Deep neural networks (DNNs) have revolutionized machine learning by showing a remarkable performance in extracting and representing high-level abstractions in complex data. DNNs are stacks of multiple layers of neurons, used to solve complex tasks such as image classification and recognition. Due to their excellent performance in different tasks, they have been adopted in mobile and edge devices requiring power/energy-efficient mobile and embedded architectures to execute DNNs. Moreover, edge devices are based on a variety of hardware platforms and networks that change dynamically over time. To meet the demands of heterogeneity and dynamic changes within the edge devices framework, the execution time is of paramount importance. While DNNs have been proven very effective in said tasks, their hardware implementations still suffer from high memory and power/energy consumption, due to the complexity and size of their models. Therefore, research efforts have been conducted towards more efficient implementations of DNNs.
The parallel nature of DNNs has led to the use of graphical processing units (GPUs) to execute neural networks tasks in the past decade. Although classification task is not problematic when running on mainstream processors or power-hungry GPUs, edge applications have much tighter power budgets of mW-level. Therefore, application-specific integrated circuits (ASICs) have been proposed as alternatives to GPUs for hardware implementations of DNNs, since custom hardware consumes less power and results in lower latency compared to GPUs and CPUs. However, even using custom hardware results in significant power consumption, mostly due to accesses to off-chip memory. In this lab, we explore different hardware/software solutions to reduce computational complexity of DNNs. More precisely, we explore pruning and quantization methods to reduce the computational complexity on the software side. On the hardware side, we investigate new platforms (i.e., dataflows and architectures) enabling the best trade-off between flexibility, scalability, computing power and energy consumption.
In ISIP, we also adapt deep learning techniques to solve conventional problems on channel coding and communications in general. Our current work in this matter is to optimize belief propagation decoding of linear block codes by using a set of trainable correcting parameters. The correcting parameters help the conventional belief propagation decoding to overcome the detrimental effects of erroneous messages caused by short cycles and inaccurate approximation of the hardware friendly min-sum decoder.
Neural networks are difficult to design due to the large number of hyper-parameters involved in their architecture. OPAL is a tool that automates and facilitates the design process for neural networks. It uses a meta-neural network to perform response surface modeling and to predict costs and accuracies for any given architecture input. OPAL then provides the user with the network architectures it found that have the best cost to accuracy trade-off, so the user can determine which network best suits the criteria they have in mind.
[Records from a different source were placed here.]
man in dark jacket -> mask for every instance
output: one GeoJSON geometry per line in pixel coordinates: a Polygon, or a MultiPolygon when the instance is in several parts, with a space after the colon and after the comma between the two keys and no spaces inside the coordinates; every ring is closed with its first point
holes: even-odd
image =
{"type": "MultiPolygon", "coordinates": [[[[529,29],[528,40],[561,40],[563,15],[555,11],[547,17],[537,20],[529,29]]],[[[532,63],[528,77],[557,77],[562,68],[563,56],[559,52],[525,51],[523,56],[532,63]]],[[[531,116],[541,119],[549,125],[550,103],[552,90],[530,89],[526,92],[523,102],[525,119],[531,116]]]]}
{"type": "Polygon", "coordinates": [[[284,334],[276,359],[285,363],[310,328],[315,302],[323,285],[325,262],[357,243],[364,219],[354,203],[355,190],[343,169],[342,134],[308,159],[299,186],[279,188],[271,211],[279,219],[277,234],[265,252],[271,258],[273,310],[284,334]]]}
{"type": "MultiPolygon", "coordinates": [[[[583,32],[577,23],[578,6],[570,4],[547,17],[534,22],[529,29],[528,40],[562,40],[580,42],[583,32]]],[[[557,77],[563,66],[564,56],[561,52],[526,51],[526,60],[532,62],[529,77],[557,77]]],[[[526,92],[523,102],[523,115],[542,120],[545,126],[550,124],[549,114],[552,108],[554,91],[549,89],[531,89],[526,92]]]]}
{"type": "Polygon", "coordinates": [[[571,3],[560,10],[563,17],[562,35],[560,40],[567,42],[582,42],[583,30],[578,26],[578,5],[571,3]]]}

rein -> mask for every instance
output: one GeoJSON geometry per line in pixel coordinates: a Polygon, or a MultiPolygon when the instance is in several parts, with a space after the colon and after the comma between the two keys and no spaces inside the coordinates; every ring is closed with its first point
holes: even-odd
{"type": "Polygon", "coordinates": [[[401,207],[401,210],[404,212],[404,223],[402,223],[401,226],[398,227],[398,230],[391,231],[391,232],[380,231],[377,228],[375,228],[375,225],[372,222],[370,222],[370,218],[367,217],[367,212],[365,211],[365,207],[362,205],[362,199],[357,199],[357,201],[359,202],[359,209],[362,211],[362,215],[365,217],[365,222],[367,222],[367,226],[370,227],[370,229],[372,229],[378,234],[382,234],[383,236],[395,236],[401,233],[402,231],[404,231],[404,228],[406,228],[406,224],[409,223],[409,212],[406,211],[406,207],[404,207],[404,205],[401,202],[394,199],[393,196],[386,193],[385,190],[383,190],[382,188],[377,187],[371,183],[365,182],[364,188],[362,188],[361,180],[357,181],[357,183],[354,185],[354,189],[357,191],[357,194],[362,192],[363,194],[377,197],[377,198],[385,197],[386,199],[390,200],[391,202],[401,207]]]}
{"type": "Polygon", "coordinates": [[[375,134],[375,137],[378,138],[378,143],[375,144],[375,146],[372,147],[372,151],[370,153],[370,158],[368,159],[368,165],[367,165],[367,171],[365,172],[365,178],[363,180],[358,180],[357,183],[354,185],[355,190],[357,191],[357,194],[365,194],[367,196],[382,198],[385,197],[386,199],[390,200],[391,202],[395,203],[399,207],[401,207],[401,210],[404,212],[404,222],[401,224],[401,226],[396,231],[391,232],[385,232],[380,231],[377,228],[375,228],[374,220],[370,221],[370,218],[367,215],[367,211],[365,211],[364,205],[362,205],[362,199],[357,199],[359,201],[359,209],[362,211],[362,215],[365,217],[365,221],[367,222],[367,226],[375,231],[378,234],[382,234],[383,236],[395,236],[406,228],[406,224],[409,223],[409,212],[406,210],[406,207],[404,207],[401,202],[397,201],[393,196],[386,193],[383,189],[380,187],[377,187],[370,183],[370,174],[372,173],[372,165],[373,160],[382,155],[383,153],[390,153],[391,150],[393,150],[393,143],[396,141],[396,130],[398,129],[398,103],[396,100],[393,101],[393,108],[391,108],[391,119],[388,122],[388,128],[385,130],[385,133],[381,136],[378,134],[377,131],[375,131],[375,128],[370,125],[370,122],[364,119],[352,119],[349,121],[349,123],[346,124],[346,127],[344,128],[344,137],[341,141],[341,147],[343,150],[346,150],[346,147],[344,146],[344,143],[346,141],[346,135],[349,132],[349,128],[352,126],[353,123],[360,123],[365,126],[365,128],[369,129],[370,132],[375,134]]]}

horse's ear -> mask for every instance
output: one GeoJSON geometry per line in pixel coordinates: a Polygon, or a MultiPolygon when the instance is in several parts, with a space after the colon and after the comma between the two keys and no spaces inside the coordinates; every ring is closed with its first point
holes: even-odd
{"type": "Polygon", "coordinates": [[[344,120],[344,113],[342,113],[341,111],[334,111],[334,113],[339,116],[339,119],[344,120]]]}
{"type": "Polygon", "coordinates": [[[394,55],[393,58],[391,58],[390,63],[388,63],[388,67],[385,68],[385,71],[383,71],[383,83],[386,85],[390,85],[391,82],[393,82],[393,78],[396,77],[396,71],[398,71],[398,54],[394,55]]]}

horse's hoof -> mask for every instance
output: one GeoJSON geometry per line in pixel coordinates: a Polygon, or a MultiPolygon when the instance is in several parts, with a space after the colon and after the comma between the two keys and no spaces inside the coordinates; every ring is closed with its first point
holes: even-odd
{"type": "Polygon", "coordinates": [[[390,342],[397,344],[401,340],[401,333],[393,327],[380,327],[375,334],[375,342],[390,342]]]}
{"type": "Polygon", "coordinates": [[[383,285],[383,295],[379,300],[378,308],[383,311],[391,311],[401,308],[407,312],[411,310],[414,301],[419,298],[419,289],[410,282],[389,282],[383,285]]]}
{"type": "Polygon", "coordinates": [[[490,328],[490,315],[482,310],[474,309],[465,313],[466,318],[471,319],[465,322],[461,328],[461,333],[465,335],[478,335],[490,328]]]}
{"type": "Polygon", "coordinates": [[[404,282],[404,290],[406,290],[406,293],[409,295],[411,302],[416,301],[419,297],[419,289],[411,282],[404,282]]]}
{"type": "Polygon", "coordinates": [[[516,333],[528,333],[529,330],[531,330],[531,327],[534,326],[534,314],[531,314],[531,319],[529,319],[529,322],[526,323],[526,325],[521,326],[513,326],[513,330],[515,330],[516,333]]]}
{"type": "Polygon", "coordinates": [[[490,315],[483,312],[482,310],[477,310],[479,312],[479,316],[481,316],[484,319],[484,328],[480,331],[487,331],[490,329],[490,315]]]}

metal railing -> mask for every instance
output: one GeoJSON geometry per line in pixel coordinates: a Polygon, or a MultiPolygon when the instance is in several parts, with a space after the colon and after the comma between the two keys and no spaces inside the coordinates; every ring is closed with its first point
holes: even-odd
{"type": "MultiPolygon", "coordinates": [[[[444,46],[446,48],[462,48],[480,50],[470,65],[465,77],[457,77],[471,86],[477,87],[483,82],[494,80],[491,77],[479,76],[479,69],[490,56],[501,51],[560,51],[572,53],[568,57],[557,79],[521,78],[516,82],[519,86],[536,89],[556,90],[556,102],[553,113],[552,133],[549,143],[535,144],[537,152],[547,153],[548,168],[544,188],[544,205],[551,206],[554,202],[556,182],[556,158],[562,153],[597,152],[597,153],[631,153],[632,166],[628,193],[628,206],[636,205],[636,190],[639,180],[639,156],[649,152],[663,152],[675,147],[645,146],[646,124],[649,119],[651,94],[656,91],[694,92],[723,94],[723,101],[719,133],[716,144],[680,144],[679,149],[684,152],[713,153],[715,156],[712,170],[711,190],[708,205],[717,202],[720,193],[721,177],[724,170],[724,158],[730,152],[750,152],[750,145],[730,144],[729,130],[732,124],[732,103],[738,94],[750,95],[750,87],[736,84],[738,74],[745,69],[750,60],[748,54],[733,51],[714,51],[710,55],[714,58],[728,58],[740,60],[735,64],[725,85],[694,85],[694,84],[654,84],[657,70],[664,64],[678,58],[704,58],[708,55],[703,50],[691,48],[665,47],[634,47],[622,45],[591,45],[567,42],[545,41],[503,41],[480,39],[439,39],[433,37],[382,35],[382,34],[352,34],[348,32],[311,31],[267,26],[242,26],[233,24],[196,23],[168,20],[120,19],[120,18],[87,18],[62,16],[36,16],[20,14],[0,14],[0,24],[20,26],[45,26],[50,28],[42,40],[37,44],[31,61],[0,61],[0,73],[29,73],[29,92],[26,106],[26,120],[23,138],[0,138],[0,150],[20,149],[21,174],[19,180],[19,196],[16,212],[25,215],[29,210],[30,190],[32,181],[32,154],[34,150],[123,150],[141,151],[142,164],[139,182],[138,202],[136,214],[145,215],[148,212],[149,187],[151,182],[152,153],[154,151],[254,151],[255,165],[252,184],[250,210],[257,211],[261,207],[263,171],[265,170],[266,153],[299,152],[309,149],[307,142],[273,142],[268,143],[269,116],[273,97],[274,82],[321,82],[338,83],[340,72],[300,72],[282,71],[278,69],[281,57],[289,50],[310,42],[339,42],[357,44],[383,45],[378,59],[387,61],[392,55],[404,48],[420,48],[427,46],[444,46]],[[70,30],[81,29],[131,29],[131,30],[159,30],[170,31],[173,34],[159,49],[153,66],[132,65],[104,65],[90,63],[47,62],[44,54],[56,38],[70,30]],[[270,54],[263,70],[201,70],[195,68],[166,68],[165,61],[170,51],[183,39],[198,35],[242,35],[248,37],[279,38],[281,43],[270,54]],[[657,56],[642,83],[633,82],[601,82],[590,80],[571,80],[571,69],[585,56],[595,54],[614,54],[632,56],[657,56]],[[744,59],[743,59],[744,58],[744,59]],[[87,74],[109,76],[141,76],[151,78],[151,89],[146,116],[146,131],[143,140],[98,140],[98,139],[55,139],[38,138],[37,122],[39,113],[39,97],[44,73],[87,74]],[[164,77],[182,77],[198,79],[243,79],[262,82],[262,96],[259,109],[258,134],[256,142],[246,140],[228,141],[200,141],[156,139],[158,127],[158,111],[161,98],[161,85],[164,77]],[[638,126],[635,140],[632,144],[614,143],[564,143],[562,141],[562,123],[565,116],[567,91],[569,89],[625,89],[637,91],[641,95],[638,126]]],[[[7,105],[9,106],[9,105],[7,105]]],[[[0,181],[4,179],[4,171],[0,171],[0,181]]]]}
At present, OPAL optimizes multi-layer perceptron (MLP) and convolutional neural network (CNN) accuracy and cost by manipulating: a large variety of network hyper-parameters, including but not limited to depth of convolutional and fully-connected layers, numbers of filters/neurons per layer, types of activation functions, amount of dropout applied, dimensions and strides of convolutional filters, etc. The framework was made to be extensible and can be applied for designing neural network architectures for classification and regression problems with arbitrary datasets. To accelerate training and evaluation, OPAL automatically generates CUDA code for GPGPU execution.